Alaska Fisheries Sonar

Sheenjek River
Sonar Tools

Sonar Tools


The Alaska Department of Fish and Game has used the Sheenjek River sonar project to provide daily chum salmon estimates since 1980. ADF&G began sonar operations on the Sheenjek River using Bendix sonar, but has been using DIDSON since 2005.

Each summer sonar site technicians submerge two DIDSON units—one approximately 30 feet from the right bank and a second just off the left bank—and aim them towards the middle of the river. Between the right bank and right bank transducer technicians install a fish lead made of chain-link fence to prevent salmon from swimming behind the transducer where they cannot be detected. Due to deep water and floating debris a fish lead cannot be installed behind the left bank transducer. Instead, the left bank transducer is placed close to shore, where submerged debris and fallen clumps of riverbank block salmon from swimming behind it.

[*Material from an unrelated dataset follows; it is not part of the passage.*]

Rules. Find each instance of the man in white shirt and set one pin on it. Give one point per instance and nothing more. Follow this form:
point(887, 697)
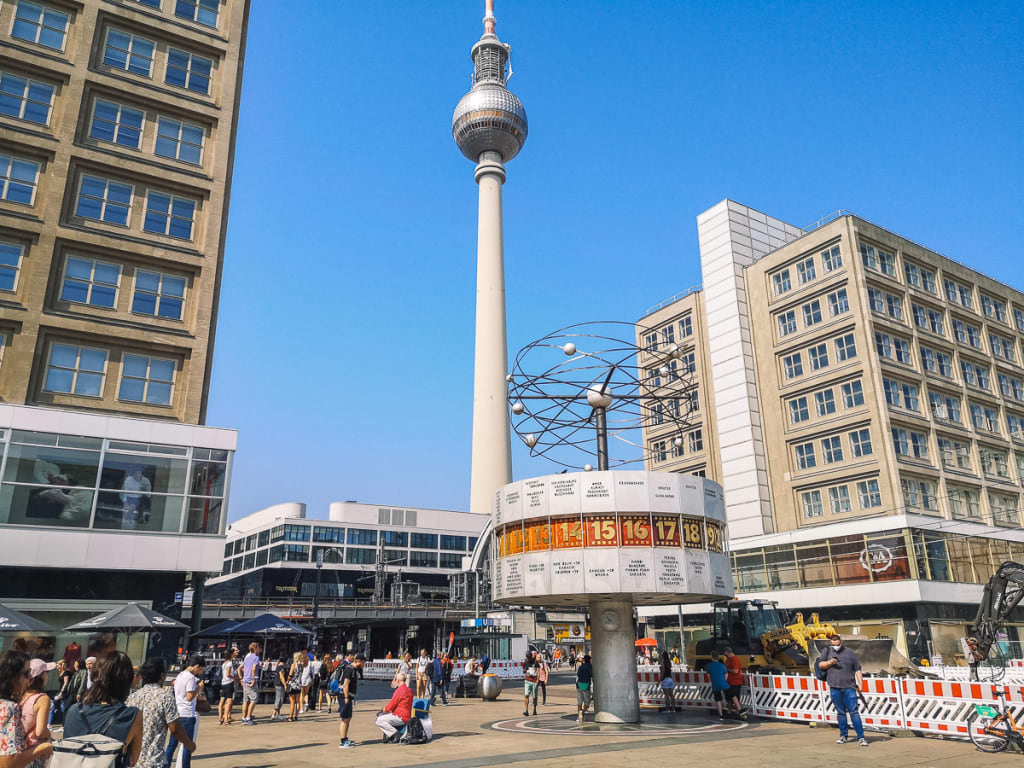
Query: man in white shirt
point(187, 687)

Sonar is used to detect fish at a range of 32 feet from the steeply sloping left bank and at a range of 65 feet from the gradually sloping right bank. Chum salmon migrating past the Sheenjek sonar site swim close to shore. Along the right bank, 84 percent pass within the first 32 feet of the sonar counting range and along the left bank 95 percent pass within 26 feet of the sonar counting range.

Sonar site operations begin August 8 and end September 24, and both sonar systems operate 24 hours per day, seven days a week. Other species of salmon do not migrate past the Sheenjek sonar site during the field season and all sonar-detected fish are counted as chum salmon.